GW’s faculty salaries have climbed more rapidly than many of its private peers’ over the past decade, though they still fall toward the middle of the pack overall, according to a Hatchet analysis of national data released Monday.

Salaries for the University’s associate, assistant and full professors rose by 12 and 17 percent, adjusted for inflation, since 2003 – a spike that might be attributable in part to GW’s stable footing in the wake of a nationwide recession. But the University is still playing catch-up with its peers as it looks to build a stronger, more research-inclined faculty core.

That pay increase is especially noteworthy during the annual hiring season for new faculty. Salaries, as well as location, startup packages and reputation, are some of the University’s most important draws as it looks to build a stronger faculty core.

GW paid full-time faculty about 3 percent more on average this year than last, a rate higher than inflation. Full professors earned an average $156,000, while associate and assistant professors earned $106,100 and $86,900, respectively, this year. Those salaries still mostly fall in the middle range among the 14 private universities that GW calls its peers.

The average salary for full professors is still about $11,000 less than the average salary at private doctoral universities, a trend consistent with previous years.

But only four of the 14 universities that GW reports as its peers to the Department of Education had raised average salaries more over the last decade. Those include Emory, Georgetown, Miami and Washington University in St.
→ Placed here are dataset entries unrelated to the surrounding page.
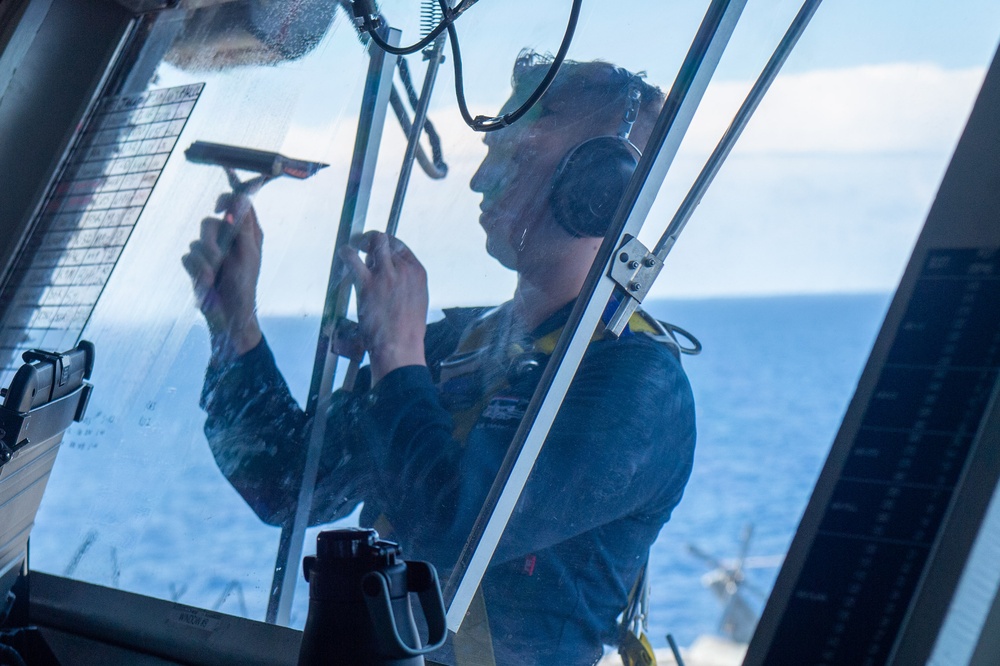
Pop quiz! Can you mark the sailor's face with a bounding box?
[469,102,576,270]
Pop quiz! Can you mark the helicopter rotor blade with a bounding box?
[687,542,727,571]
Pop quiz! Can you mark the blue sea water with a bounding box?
[31,292,891,650]
[640,293,891,647]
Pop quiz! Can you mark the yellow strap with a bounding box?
[456,306,660,356]
[444,307,662,441]
[619,630,658,666]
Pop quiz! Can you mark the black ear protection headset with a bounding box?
[549,78,643,238]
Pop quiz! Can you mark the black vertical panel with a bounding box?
[753,249,1000,666]
[0,0,133,287]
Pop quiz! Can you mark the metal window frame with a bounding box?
[267,27,402,626]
Louis.

And GW faculty salaries rose much more than those at six public schools that often compete with the University for faculty hiring talent. Those public schools – Ohio State University, University of Florida, University of Texas at Austin, Penn State University, Washington State University and the University of Maryland – raised salaries only by about 9 percent since 2003.
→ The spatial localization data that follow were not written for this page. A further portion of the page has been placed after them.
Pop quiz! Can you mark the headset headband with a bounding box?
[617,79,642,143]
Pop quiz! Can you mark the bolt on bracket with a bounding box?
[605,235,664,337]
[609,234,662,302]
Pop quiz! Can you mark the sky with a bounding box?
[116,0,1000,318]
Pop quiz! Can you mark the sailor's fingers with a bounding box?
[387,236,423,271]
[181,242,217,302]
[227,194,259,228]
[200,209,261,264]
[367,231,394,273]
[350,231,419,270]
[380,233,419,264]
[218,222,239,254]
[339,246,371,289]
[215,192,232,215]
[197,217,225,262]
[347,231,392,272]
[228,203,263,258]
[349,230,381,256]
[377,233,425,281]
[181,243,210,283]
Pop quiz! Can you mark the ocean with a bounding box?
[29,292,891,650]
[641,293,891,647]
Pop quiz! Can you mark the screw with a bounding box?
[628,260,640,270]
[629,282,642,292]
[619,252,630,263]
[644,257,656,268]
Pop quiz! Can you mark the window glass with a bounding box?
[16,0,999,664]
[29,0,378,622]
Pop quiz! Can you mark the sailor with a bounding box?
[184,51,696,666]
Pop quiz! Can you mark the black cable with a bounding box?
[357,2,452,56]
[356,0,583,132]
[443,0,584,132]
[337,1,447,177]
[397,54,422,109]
Vice Provost for Faculty Affairs Dianne Martin said the University aims to pay faculty a higher salary than 80 percent of U.S. universities do, a goal it mostly surpassed this year. GW paid assistant professors, the lowest position on the tenure track, an $86,900, salary, which was more than 79 percent of universities.

“We realize that the D.C. area is expensive relative to other university towns and understand the importance of offering competitive salary and benefits packages to attract top new faculty members,” she said.

Professor pay has increased in the two decades since the University first set the 80 percent bar in 1996. The progress also pushes back against a 2007 self-study, in which groups of professors said salaries were “not compensating at a world-class level, even with the recent increases in salary.”

But the University’s progress over its competitors in recent years shows that GW has been able to bounce back more quickly since the recession, especially over public schools.

In this year’s report, researchers at the American Association of University Professors highlighted the growing disparity of pay between private and public institutions as state budgets shrink.

John Curtis, director of the department of research and public policy at AAUP, said in an interview that private schools were able to weather the economy’s slowdown more easily than public institutions, which have suffered from declining state funding.

“That’s made it even more difficult for public colleges to keep up in terms of faculty salaries they can pay,” Curtis said, adding that private universities have found different revenue sources, allowing them to bounce back faster.

Although the recession concluded in 2009 for the U.S. economy as a whole, Curtis said it continues to linger in the world of higher education.

Executive Vice President and Treasurer Lou Katz has said previously that GW was able to largely avoid the financial difficulties seen in the wider economy due to sizable cash reserves and dependence on tuition dollars, not a large endowment.